I doubt the trace amounts that could be transferred to the blade, and then make it to the food would be enough to cause any ill effects.


----------



## tinkerhell (Oct 8, 2014)

The polish(sp?) is a combination of dyes and waxes. I think an oil would preserve the leather better, but won't the waxes will attract less dirt?


----------



## HuntingHawk (Dec 16, 2012)

Vegetable oil tanned leather & saddle soap rubbed on the outside which has a base of mink oil.


----------



## Kauboy (May 12, 2014)

Does leather tanned with vegetable oil cause a smell after a while? I would think it could still go rancid, even when rubbed into leather.


----------



## HuntingHawk (Dec 16, 2012)

No. Cromium tanned leather is more durable which is great for gun holsters.


----------



## HuntingHawk (Dec 16, 2012)

Saddle soap is bees wax & mink oil. Straight mink oil is expensive but great for keeping leather pliable. Saddle soap you have to rub in to break down the bees wax to release the mink oil.


----------



## scramble4a5 (Nov 1, 2012)

I used Neats Foot oil. Picked it up at Ace Hardware for a few bucks. After that dried I applied a neutral shoe polish to give it some shine.


----------



## scramble4a5 (Nov 1, 2012)

Here is a sheath That came with a Mora classic. I sanded it, dyed it, and then rubbed it down with Neatsfoot oil. I kind of like the basic old school look of it.


----------



## tinkerhell (Oct 8, 2014)

After giving it more thought, i rubbed the leather down with some oil (vegetable oil). It darkened some more.


----------



## scramble4a5 (Nov 1, 2012)

tinkerhell said:


> After giving it more thought, i rubbed the leather down with some oil (vegetable oil). It darkened some more.
> 
> View attachment 10021


That looks very nice. A perfect compliment to your Buck hunting knife.


----------



## tinkerhell (Oct 8, 2014)

scramble4a5 said:


> That looks very nice. A perfect compliment to your Buck hunting knife.
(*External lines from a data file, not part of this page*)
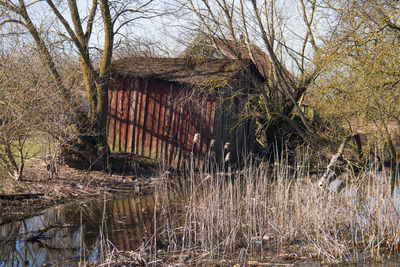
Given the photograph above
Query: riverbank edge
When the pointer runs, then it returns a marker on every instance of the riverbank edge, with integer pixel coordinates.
(70, 185)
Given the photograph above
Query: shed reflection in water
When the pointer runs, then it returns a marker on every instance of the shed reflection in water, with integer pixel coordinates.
(70, 233)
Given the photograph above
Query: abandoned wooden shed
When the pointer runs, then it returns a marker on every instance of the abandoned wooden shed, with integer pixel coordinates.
(168, 108)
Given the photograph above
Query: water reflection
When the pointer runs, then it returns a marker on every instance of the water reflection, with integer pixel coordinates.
(65, 235)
Thank you. I wish I had some rivets like yours. That looks strong.


----------



## Seneca (Nov 16, 2012)

There are a number of ways to go about keeping a knife sheath pliable. If I plan on leaving the leather natural, and just want to darken it up some I use neatsfoot oil. First picture.

If I dye the leather I use a product called sheen which locks in the dye and gives the leather a nice finish. Second picture

Nice sheath, BTW.


----------



## scramble4a5 (Nov 1, 2012)

tinkerhell said:


> Thank you. I wish I had some rivets like yours. That looks strong.


It's okay. Certainly not high end. I bought it to practice dyeing leather. I figure for $20 or so if I messed it up no big deal. Plus I still have the knife. I may try one of the Tandy sheaths for fun.


----------



## 8301 (Nov 29, 2014)

We used to soak new bridals in a pan with Lexol overnight to soften the new leather. After pulling it out you need to rub it down good and hang it for a few days to let the oil dry/soak in so it doesn't wear off staining the horse's head and your hands.

It also darkens the leather quite a bit.

For new saddles we wiped a heavy coat on twice a day for a few days before allowing it to "dry for a week or so before using it.


----------



## TacticalCanuck (Aug 5, 2014)

Looks good man I like it.


----------



## chemikle (Feb 16, 2015)

New sheath for my bahco laplander , after whole day of stitching it is done and I love it  (my first stitched project)


----------



## bigwheel (Sep 22, 2014)

Nice work on that. Cool looking knife handle too.


----------



## Targetshooter (Dec 4, 2015)

great job , like to see more when your done .


----------